Dickens laughed again, but more raggedly this time. “If I do not go to him, he comes to me, Wilkie. On my reading tour. At railway stations. In hotels in Scotland and Wales and Birmingham. At Gad’s Hill Place. In the night. It
was
Drood’s face floating outside my first-storey window that night Dickenson went sleepwalking.”

“And did Drood kill young Dickenson?” I asked, seeing my chance to pounce.

Dickens blinked at me several times before he said slowly, wearily, perhaps guiltily, “I have no idea, Wilkie. The boy asked me to be his guardian for a few weeks, in name only. He had his inheritance paid through my bank and my cheque. Then he… went away. That is all I can tell you.”

“But certainly,” I said, pressing my advantage, “Drood would have liked to have the boy’s money as well as a biography written. Could he have used his evil mesmeric influence to have someone kill the lad and steal his gold to be used in his—Drood’s—service?”

Dickens looked at me so steadily and so coldly that I flinched back in my chair.

“Yes,” said the Inimitable. “With Drood, anything is possible. The monster could have had
me
kill young Dickenson and bring his money to the Undertown temple and I would not remember it. I would have thought it a dream, a half-memory of some stage drama from long ago.”

My heart pounded and my breathing all but stopped at this confession.

“Or,” continued Dickens, “he could have had
you
do that deed, my dear Wilkie.

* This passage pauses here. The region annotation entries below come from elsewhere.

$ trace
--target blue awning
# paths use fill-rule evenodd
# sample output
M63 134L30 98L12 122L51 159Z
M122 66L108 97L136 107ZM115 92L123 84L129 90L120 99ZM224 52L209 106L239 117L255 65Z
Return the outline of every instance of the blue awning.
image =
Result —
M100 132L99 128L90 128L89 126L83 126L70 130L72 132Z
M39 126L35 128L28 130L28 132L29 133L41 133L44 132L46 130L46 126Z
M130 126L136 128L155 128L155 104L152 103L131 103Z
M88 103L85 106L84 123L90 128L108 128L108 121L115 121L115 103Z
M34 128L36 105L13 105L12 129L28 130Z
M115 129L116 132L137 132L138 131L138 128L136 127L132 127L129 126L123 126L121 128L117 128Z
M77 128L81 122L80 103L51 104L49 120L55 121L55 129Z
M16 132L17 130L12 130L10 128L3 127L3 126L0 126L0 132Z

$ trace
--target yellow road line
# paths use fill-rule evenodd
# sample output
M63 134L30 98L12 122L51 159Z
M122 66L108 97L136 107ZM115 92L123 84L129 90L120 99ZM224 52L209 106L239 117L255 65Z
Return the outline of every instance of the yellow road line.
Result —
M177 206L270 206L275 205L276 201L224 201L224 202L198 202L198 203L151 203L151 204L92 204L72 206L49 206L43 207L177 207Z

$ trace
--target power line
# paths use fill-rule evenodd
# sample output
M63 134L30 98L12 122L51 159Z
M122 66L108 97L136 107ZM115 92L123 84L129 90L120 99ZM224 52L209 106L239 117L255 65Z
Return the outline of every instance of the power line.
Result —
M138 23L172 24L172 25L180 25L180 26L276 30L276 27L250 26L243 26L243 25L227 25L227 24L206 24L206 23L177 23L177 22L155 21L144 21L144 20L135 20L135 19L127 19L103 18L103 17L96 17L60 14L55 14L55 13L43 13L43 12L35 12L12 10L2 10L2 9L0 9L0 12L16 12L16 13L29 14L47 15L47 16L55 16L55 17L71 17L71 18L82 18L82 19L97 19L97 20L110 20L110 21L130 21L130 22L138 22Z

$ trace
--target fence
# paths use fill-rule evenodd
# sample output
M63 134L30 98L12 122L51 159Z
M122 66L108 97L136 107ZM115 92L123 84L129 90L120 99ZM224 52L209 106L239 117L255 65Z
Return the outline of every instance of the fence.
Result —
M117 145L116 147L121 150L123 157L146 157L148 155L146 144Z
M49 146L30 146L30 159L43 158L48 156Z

Drood knows of you, of course. Drood has plans for you.”

I exhaled, coughed, and tried to slow the pounding of my heart. “Nonsense,” I said. “I have never met the man, if man he is.”

“Are you
sure?
” asked Dickens. The wicked smile was there again beneath his whiskers.

I thought of Dickens’s earlier, inexplicable mention of my experience in Birmingham. This was the right time to ask him about it—the
only
time, perhaps—but the pounding of my headache was now as rapid and insistent as the pounding of my heart there in that small, overheated room. Instead, I said, “You say he comes to your home, Charles.”

“Yesss.” Dickens sighed back into his chair. He stubbed out the short remnant of his cigar. “It has worn on me, Wilkie. The secrecy. The constant sense of terror. The dissembling and playacting in his presence. The trips into London and the effect of the descents into Undertown and its horrors. The constant sense of threat to Georgina, Katey, the children… Ellen. It has worn on me.”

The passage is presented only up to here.